Davacı   : Karayolları Genel Müdürlüğü

Vekili      : Av. M.A.

Davalı    : Şanlıurfa Su ve Kanalizasyon İdaresi Genel Müdürlüğü

Vekili      : Av. T.G.

                                         

O L A Y : Davacıdava dilekçesinde özetle; Karayolları 9. Bölge Müdürlüğünün yol ağında bulunan (885-13) K.K, Nolu Kabahaydar - Akçakale İl yolunun 64+400-65+000 km.'leri arasında (Akçakale İlçesi geçişi sanayi bölge mevki) Akçakale merkeze doğru yola paralel olacak şekilde bir metre derinliğinde, bir metre genişliğinde ve altı metre uzunluğunda, Şanlıurfa Su ve Kanalizasyon İdaresi Genel Müdürlüğü tarafından izinsiz kazı yapıldığının şube teknik elemanları tarafından tespit edildiği; söz konusu yolun eski durumuna getirilmesi hususunda yazışma yapıldığı, ancak Şanlıurfa Su ve Kanalizasyon İdaresi Genel Müdürlüğü tarafından yolun eski durumuna getirilmediği, izinsiz kazı yapılarak tahliye borusu döşendiğinin karayolları şube teknik elemanları tarafından tespit edildiği, Karayolları 9. Bölge Müdürlüğünün görev alanında bulunan karayollarının sınırları dâhilinde her türlü su, kanalizasyon, doğalgaz ve petrol boru hatları ile elektrik ve haberleşme hatları ve benzeri tesisat kurulması veya bu amaçlarla herhangi bir şekilde karayollarında faaliyette bulunulmasının Genel Müdürlüğün iznine tâbi olduğu, ancak söz konusu amir hükümler hilafına kurulan her türlü su, kanalizasyon, doğalgaz ve petrol boru hatları ile elektrik ve haberleşme hatları ve benzeri tesisatın her türlü masrafın ilgili kurum veya kuruluşa ait olmak üzere kaldırılması hususunda Karayolları 9. Bölge Müdürlüğüne yetki ve görev verildiği; Karayolları 9. Bölge Müdürlüğünün yol ağında bulunan (885-13) K.K.Nolu Kabahaydar-Akçakale Devlet yolunun 64+400-65+000 km'leri arasında, (Akçakale ilçesi geçişi sanayi bölge mevki) Kabahaydar-Akçakale istikametine doğru taşıt yoluna paralel olacak şekilde bir metre derinliğinde, bir metre genişliğinde ve altı metre uzunluğunda Şanlıurfa Su ve Kanalizasyon idaresi Genel Müdürlüğü tarafından yol kamulaştırmasının içinde kalan yolda yapılan çalışmaya son verilmesi, haksız el atmaya son verilerek döşenen su isale hattının kaldırılmasına karar verilmesi istemiyle adli yargı yerinde dava açmıştır.

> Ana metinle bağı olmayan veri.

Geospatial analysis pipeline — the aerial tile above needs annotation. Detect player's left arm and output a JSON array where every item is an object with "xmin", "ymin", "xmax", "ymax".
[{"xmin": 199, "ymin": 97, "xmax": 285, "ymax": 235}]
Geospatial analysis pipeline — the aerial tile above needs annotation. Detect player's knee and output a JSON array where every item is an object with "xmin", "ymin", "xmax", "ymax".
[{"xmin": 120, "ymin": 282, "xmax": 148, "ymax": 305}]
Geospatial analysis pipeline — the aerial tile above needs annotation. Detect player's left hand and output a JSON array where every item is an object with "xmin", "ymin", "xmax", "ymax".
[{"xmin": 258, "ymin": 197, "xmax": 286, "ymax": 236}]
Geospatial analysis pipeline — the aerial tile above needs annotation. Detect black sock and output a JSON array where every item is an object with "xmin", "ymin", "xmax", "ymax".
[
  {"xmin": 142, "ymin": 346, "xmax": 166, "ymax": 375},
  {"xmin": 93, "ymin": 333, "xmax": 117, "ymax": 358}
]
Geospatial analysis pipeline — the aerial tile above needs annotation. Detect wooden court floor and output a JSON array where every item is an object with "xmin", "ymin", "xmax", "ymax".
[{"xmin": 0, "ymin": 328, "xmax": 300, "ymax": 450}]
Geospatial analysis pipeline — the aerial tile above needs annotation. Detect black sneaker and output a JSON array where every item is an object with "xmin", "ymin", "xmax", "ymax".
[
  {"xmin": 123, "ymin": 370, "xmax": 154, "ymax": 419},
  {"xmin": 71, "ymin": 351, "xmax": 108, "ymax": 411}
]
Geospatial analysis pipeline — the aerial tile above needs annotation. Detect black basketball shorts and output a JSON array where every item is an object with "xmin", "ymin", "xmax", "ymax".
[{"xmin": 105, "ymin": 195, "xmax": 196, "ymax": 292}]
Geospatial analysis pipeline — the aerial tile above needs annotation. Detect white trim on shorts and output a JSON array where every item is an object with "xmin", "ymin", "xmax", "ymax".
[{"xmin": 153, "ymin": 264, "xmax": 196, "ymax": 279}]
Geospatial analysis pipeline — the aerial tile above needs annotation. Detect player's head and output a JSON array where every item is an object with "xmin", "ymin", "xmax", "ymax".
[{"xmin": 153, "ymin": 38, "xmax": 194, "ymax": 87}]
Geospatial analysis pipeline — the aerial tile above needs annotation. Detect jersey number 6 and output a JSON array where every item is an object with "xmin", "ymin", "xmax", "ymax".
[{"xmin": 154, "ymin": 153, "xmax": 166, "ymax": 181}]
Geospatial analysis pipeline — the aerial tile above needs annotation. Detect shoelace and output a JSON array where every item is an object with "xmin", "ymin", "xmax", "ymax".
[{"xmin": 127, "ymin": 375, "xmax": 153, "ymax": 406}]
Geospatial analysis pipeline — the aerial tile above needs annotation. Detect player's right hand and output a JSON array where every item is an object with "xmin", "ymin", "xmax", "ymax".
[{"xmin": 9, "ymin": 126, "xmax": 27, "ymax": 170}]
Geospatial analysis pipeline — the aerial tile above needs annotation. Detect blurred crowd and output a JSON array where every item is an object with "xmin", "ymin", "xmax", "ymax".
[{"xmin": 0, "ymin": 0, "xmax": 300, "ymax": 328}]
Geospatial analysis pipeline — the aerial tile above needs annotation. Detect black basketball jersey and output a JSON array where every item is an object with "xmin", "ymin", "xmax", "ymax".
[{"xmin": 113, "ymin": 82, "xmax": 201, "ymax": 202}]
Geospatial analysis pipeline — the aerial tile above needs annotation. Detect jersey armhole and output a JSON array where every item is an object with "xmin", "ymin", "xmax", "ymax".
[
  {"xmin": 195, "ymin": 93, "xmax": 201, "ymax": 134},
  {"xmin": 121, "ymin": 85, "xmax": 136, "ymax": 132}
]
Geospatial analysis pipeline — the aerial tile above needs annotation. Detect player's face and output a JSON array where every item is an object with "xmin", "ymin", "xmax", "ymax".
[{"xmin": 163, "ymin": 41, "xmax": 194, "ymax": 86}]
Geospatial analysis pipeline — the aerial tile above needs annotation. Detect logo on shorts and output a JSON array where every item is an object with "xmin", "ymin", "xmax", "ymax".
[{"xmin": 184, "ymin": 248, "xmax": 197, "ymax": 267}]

AKÇAKALE ASLİYE HUKUK MAHKEMESİ : 17.5.2017 gün ve E:2016/361, K:2017/222 sayı ile, davalı idarenin karayolu üzerinde kazı çalışmasının idari eylem niteliğinde olduğu, bu eylemin davalı idarenin görevi kapsamında yapılıp yapılmadığı hususunun idari yargının denetimine tabi olduğu, görevin hiç veya gereği gibi yerine getirilmemesi hizmet kusuru niteliğinde olduğundan idarenin işlemi ya da eyleminden doğan talepler için, İdari Yargılama Usulü Yasası’nın 2/1-b maddesi gereğince İdare’ye karşı, idari yargı yerinde tam yargı davası açılması gerektiği gerekçesiyle davanın yargı yolu yönünden reddine karar vermiş, bu karar kesinleşmiştir.

Davacı vekili aynı istemle idari yargı yerinde dava açmıştır.

ŞANLIURFA 1. İDARE MAHKEMESİ: 25.5.2018 gün ve E:2018/95 sayı ile,"İdarî eylem" kavramının farklı bir kavram, "idarenin eylemi" kavramının farklı bir kavram olması hususu ile idarenin "idari eylem" niteliğinde olmayan eylemlerinin "haksız fiil" ve "fiilî yol" nitelikleri birlikte ele alındığında; davalı tarafından yapılan kazı çalışmaları dolayısıyla " 1) Yola vakî müdahalenin men'ine karar verilmesi ve 2) Yola verilen zarara karşılık ve eski hale getirme bedeli olarak şimdilik 100,00-TL tutarında maddi tazminat ödenmesi" talepli davanın görüm ve çözüm yerinin, adlî yargı olduğu sonucuna varıldığı gerekçesiyle görevli yargı merciinin belirlenmesinin Uyuşmazlık Mahkemesinden istenilmesine karar vermiştir.  

İNCELEME VE GEREKÇE:

Uyuşmazlık Mahkemesi'nin, Hicabi DURSUN’un Başkanlığında, Üyeler: Şükrü BOZER, Mehmet AKSU, Birol SONER, Süleyman Hilmi AYDIN, Aydemir TUNÇ ve Nurdane TOPUZ'un katılımlarıyla yapılan 22.10.2018 günlü toplantısında:

l-İLK İNCELEME: Dosya üzerinde 2247 sayılı Yasa’nın 27. maddesi uyarınca yapılan incelemeye göre; İdare Mahkemesince, idari yargı dosyası ile birlikte adli yargı dosyası da temin edilmek sureti ile 2247 sayılı Yasa’nın 19. maddesinde öngörülen şekilde başvurulduğu ve usule ilişkin herhangi bir noksanlık bulunmadığı anlaşıldığından, adli ve idari yargı yerleri arasında doğan görev uyuşmazlığının esasının incelenmesine oy birliği ile karar verildi.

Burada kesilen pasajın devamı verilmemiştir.